Kenwood TS-480HX HF/50 MHz Amateur Base Transceiver
Have you ever wanted to reach out and touch someone via radio? This rig from Kenwood is exactly what you need for that. Most base stations transmit at 100W; the TS-480HX considers this to be underachieving and prefers to send at 200W. Couple that with the AF DSP, and you can be dead sure that people will hear you.
It is a bit expensive, but frankly, for most hams working HF, it reigns supreme. With 130 reviews on eham.net dating from 2004, the majority of them 5/5, it won’t let you down if you go for it.
- Pros: 200 watts of transmission power! Two fans to keep the unit cool, plus AF digital signal processing.
- Cons: Serious power hog, needs two standard or one large power supply to feed the beast. Can only install two filters at a time. The price tag is heavy, and the whole thing may well be overkill for the average user.
Frequently Asked Questions
Where should I start?
There’s no need to go big the first time. It can be daunting to look at the entire spectrum of HF and what you need to work high-frequency, but this is amateur radio. Your reasons are entirely your own, and whatever you use to make the contact is what works for you. The radio that you can buy outweighs the radio that you can’t.
You can already do a fair bit on VHF; just puttering about on 2m and chatting to other people in the same city via a repeater on your handheld is perfectly fine. You can put off getting the big stuff after you’ve earned your General license and have a bit of cash stored away.
Do I need a car for a mobile unit? Can I put a base station in my car?
No, and yes. The names are just there for convenience, but you can easily set up a mobile unit as your home station or drive around with a base, as long as you can keep it powered and bring an antenna with you. There are some hams who wander around looking for good spots to make contact from.

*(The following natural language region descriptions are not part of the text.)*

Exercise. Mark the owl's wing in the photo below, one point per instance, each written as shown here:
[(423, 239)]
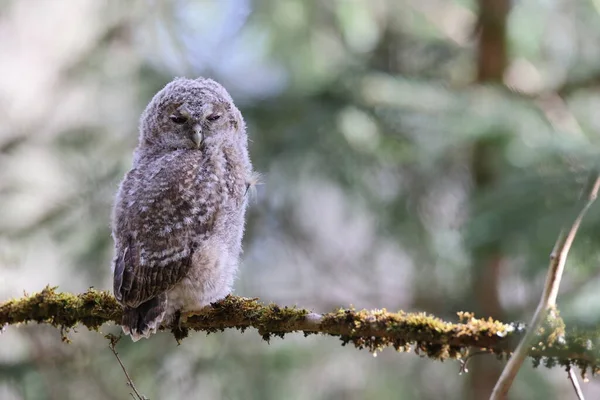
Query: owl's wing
[(152, 261), (135, 283)]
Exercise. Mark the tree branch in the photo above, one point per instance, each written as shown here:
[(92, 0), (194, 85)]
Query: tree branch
[(373, 330), (547, 304)]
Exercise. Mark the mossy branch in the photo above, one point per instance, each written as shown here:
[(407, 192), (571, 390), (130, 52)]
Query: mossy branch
[(372, 330)]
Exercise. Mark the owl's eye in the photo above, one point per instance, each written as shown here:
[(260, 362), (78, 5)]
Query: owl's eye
[(178, 119)]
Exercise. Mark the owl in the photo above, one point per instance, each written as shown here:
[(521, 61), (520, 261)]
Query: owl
[(178, 217)]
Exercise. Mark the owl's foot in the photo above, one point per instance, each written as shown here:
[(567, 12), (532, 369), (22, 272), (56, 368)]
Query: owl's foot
[(179, 332)]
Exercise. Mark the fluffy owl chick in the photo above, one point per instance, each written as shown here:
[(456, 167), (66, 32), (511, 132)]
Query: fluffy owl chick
[(178, 217)]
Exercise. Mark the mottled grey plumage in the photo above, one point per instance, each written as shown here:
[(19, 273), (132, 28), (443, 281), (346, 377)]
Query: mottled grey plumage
[(178, 217)]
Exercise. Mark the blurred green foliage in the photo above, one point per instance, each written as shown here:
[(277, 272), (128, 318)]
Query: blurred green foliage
[(364, 116)]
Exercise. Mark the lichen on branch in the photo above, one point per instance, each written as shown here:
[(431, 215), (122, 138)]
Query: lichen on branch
[(372, 330)]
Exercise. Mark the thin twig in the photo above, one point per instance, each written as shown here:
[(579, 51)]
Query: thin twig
[(575, 383), (113, 342), (558, 260)]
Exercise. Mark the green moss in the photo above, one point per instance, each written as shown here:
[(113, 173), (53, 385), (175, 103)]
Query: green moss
[(372, 330)]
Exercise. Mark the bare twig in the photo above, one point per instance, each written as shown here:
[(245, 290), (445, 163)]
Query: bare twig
[(371, 330), (113, 342), (575, 383), (547, 302)]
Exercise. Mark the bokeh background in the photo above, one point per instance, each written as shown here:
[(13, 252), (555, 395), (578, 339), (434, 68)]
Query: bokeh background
[(416, 154)]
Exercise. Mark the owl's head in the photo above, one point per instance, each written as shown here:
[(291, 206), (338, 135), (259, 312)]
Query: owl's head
[(190, 114)]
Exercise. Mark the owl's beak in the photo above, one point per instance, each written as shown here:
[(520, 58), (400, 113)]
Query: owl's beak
[(197, 136)]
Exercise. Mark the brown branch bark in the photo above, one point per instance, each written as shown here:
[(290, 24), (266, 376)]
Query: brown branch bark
[(373, 330), (547, 303)]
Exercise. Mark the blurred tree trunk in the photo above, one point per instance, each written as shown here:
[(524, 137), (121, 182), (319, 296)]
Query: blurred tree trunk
[(488, 259)]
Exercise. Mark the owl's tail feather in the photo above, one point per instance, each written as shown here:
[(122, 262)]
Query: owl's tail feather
[(145, 319)]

How much range can I expect?
Earlier it was all about range, but honestly, there’s no easy way to estimate how far you can contact someone, as a lot of factors are in play. Sure, UHF has a shorter range than VHF, which has a shorter range than HF, but you also have to consider transmission power, the weather, how high your antenna is, whether it’s nighttime or daytime, what kind of obstructions are present – there’s no real way to make a solid statement. The ranges given back in the “Choosing A Radio” section are ballpark figures.

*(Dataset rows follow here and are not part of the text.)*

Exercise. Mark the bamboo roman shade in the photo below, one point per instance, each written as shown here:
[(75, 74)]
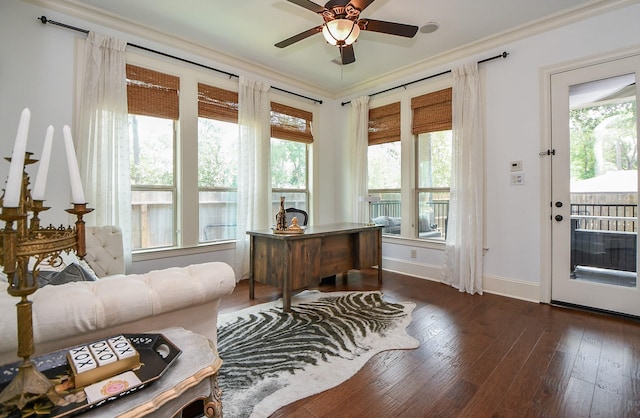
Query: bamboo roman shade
[(152, 93), (384, 124), (217, 103), (290, 123), (431, 112)]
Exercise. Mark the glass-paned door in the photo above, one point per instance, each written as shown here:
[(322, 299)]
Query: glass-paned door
[(595, 187)]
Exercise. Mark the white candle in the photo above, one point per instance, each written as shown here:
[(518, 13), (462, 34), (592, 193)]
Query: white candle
[(14, 180), (43, 169), (74, 173)]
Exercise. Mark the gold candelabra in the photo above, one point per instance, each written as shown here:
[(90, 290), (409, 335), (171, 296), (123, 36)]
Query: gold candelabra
[(17, 246)]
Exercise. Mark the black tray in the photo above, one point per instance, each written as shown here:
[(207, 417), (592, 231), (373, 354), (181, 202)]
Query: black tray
[(157, 353)]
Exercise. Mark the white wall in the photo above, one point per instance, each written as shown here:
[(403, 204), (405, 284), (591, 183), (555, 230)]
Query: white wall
[(36, 71), (514, 90)]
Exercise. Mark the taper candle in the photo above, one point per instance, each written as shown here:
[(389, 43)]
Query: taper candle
[(14, 180), (43, 169), (74, 173)]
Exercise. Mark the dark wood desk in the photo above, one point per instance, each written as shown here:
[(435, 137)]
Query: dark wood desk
[(294, 262)]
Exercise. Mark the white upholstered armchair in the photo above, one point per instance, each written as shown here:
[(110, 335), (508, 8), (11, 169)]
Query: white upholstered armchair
[(73, 313)]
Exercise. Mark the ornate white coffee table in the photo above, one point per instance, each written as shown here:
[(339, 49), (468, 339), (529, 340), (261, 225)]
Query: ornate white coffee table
[(193, 377)]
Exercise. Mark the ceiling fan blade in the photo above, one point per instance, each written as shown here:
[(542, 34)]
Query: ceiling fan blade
[(398, 29), (309, 5), (299, 37), (361, 4), (347, 54)]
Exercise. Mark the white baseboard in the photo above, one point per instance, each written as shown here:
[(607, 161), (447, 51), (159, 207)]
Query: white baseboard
[(503, 286)]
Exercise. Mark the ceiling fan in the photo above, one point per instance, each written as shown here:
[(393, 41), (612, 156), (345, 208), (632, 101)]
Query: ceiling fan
[(342, 25)]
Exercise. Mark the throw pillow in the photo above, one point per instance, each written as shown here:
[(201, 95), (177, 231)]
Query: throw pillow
[(72, 273)]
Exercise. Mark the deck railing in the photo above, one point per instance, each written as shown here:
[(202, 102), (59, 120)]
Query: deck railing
[(605, 217)]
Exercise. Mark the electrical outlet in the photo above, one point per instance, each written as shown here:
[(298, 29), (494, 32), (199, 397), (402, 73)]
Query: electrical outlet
[(517, 179)]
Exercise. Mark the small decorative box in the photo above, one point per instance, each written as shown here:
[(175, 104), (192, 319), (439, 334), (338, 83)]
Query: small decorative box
[(101, 360)]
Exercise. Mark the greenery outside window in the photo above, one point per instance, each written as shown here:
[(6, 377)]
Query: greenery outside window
[(432, 129), (291, 135), (153, 115), (217, 163), (384, 164)]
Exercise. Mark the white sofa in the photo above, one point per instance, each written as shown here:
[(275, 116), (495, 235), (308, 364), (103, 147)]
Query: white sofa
[(77, 312)]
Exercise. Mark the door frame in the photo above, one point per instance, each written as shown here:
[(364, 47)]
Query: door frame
[(546, 221)]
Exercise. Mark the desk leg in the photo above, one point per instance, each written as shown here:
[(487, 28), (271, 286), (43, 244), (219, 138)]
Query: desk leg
[(213, 406), (251, 281), (286, 282), (380, 257)]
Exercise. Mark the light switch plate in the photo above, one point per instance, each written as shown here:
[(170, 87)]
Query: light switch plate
[(516, 166)]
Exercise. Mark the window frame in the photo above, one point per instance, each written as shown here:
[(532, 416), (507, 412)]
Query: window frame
[(186, 176)]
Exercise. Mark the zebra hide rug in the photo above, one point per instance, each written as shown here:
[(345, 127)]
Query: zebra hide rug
[(271, 358)]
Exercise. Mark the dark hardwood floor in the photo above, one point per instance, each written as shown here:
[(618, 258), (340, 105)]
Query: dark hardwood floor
[(481, 356)]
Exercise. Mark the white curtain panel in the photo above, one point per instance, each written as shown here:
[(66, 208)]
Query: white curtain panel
[(360, 144), (463, 252), (102, 136), (254, 174)]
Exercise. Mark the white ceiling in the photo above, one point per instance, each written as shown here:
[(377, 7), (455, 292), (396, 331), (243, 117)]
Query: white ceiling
[(248, 30)]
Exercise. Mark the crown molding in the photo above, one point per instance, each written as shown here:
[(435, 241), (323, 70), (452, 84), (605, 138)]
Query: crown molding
[(494, 42), (237, 65), (223, 61)]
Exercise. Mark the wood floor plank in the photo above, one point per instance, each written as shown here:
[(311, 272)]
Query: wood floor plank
[(480, 356)]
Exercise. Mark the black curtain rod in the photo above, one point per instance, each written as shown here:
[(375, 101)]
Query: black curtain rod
[(44, 21), (503, 55)]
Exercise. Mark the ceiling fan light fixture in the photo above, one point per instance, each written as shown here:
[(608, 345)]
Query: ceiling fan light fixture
[(340, 32)]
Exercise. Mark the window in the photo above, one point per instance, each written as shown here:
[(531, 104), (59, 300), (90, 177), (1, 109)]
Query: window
[(217, 163), (290, 138), (384, 166), (153, 114), (432, 127)]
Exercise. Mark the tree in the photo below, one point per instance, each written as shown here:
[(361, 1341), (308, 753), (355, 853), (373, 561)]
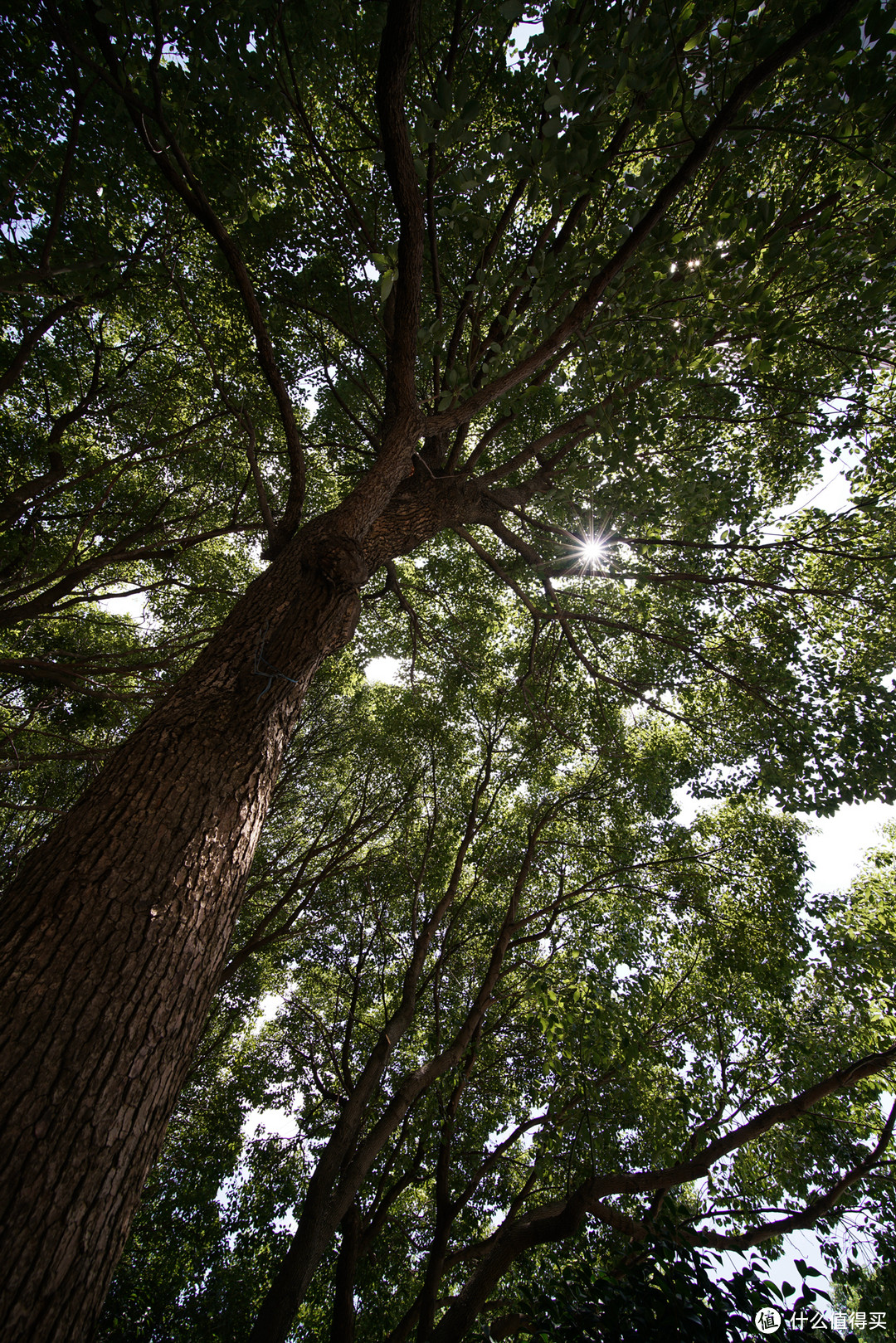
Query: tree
[(629, 1075), (631, 286)]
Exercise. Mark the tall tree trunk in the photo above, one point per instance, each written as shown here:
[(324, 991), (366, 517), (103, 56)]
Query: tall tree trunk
[(113, 939)]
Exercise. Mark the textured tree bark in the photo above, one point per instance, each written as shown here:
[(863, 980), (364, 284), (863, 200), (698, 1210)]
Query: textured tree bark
[(343, 1321), (113, 939)]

Under the right conditions, you can be in Colorado and make contact with an operator in Japan, while also completely incapable of reaching your usual ragchew partner the next county over. Repeaters can extend a VHF signal a fair way. Better to test your signal in the field, really.
Do I still need to learn Morse Code to get my license?

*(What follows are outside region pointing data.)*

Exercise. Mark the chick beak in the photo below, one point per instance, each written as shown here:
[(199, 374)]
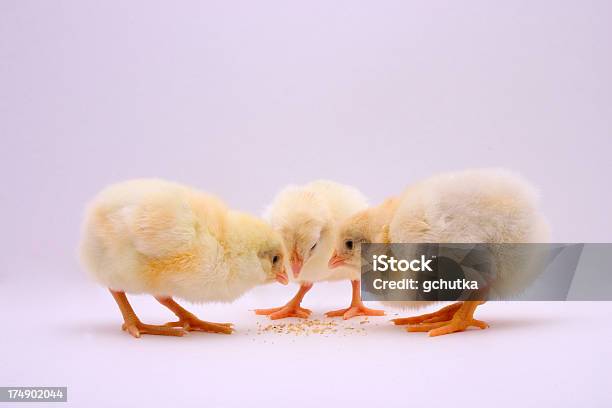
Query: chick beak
[(296, 263), (281, 277), (336, 261)]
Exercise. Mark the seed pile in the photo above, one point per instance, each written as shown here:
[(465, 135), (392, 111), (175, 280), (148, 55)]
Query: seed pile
[(314, 327)]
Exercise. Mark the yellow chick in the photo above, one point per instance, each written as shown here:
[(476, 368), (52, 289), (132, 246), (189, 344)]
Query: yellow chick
[(308, 218), (168, 240), (474, 206)]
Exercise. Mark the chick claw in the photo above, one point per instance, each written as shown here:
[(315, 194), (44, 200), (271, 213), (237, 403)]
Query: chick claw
[(282, 312), (443, 315), (447, 327), (195, 324), (138, 328), (353, 311)]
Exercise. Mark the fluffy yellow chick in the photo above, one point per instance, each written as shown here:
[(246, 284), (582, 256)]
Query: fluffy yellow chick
[(475, 206), (165, 239), (308, 218)]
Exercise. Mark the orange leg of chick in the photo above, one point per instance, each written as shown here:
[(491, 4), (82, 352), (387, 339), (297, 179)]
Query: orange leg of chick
[(462, 318), (357, 308), (134, 326), (442, 315), (292, 308), (190, 322)]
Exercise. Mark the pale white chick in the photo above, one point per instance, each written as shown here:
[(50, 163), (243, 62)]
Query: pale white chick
[(475, 206), (165, 239), (308, 218)]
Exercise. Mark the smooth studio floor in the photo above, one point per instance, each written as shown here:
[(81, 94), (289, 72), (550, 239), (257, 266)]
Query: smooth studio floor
[(534, 354)]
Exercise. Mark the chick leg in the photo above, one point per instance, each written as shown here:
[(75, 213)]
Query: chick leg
[(357, 308), (133, 325), (461, 320), (189, 321), (442, 315), (292, 308)]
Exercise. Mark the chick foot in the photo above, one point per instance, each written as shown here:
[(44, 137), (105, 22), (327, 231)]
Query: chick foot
[(461, 320), (189, 322), (133, 325), (136, 328), (195, 324), (282, 312), (357, 308), (442, 315)]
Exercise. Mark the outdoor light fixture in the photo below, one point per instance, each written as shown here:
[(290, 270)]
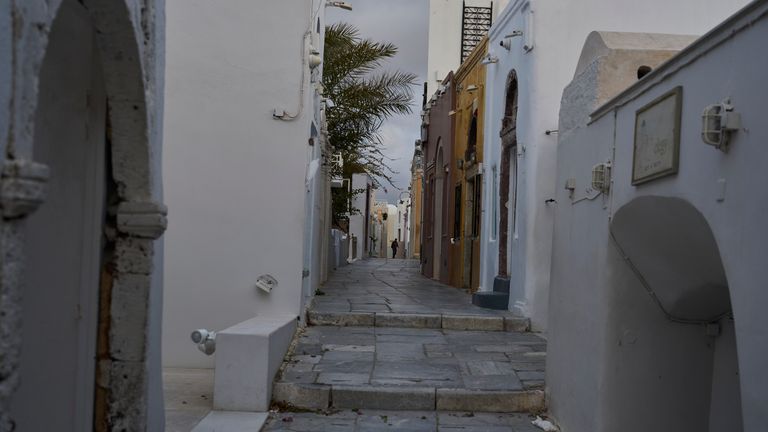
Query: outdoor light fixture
[(205, 340), (339, 4), (718, 123), (506, 42), (601, 177), (488, 59)]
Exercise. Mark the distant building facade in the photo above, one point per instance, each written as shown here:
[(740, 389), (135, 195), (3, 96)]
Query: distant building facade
[(529, 45), (466, 185), (437, 147), (658, 261), (417, 202)]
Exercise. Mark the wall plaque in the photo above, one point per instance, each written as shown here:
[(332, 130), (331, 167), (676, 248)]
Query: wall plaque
[(657, 138)]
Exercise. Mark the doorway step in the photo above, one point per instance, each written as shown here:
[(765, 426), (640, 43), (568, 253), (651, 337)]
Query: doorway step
[(497, 299)]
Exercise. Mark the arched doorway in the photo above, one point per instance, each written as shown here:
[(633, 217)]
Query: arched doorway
[(676, 355), (86, 320), (508, 177), (63, 237), (439, 194)]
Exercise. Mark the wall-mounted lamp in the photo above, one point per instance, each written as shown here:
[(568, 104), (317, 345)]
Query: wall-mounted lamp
[(488, 59), (315, 61), (506, 42), (339, 4), (719, 122)]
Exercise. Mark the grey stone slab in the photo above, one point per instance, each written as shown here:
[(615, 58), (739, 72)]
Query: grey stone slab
[(399, 351), (406, 421), (360, 367), (408, 320), (307, 377), (528, 366), (487, 367), (370, 308), (308, 349), (384, 398), (475, 356), (492, 382), (307, 396), (517, 324), (343, 378), (531, 375), (533, 384), (359, 319), (489, 400), (410, 373), (309, 422)]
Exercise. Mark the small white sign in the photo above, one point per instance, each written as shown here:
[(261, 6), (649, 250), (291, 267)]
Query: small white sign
[(657, 138)]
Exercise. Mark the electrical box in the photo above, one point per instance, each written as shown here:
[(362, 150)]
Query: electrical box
[(601, 177)]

In the past, this was a requirement, but the FCC has discontinued requiring Morse proficiency tests to earn your license since February of 2007. You can still learn Morse (or Continuous Wave, CW, as the ham community calls it) if you like, as it has charms of its own, but you can go mucking around on the airwaves without needing to figure out dots and dashes.
What else will I need?
Handhelds incorporate all they need in the package. For mobile units and base stations, you’ll also want an antenna to connect them to. You can buy some off the shelf, or if you’re confident in your electric skills, DIY some. Making your own antennas is also another part of amateur radio if you’re into that kind of thing. You’ll also need a power supply if you decide to get a base station; 100W of transmission power doesn’t come easy.
Everything else beyond that is improvements to your quality of life, not outright necessities. Microphones and external speakers, for instance, though they may be a greater need if your existing unit has poor qualities in those areas.
Whether it’s handheld or mobile or base, there’s a lot of ways to enter the ham radio scene. Depending on need and price point, you can find something to fit you, and with it, make your way into the world of amateur radio.
New to the scene and unsure where to start? The BaoFeng BF-F8HP will serve you well. Need a tough cookie for the road? Grab the Icom 2300H. Got money burning in your pocket and a yen to chat with your old friend in Denmark while you’re in New Jersey? Shell out for the Kenwood TS-480HX.
Whatever you need, there’s a radio to fit you.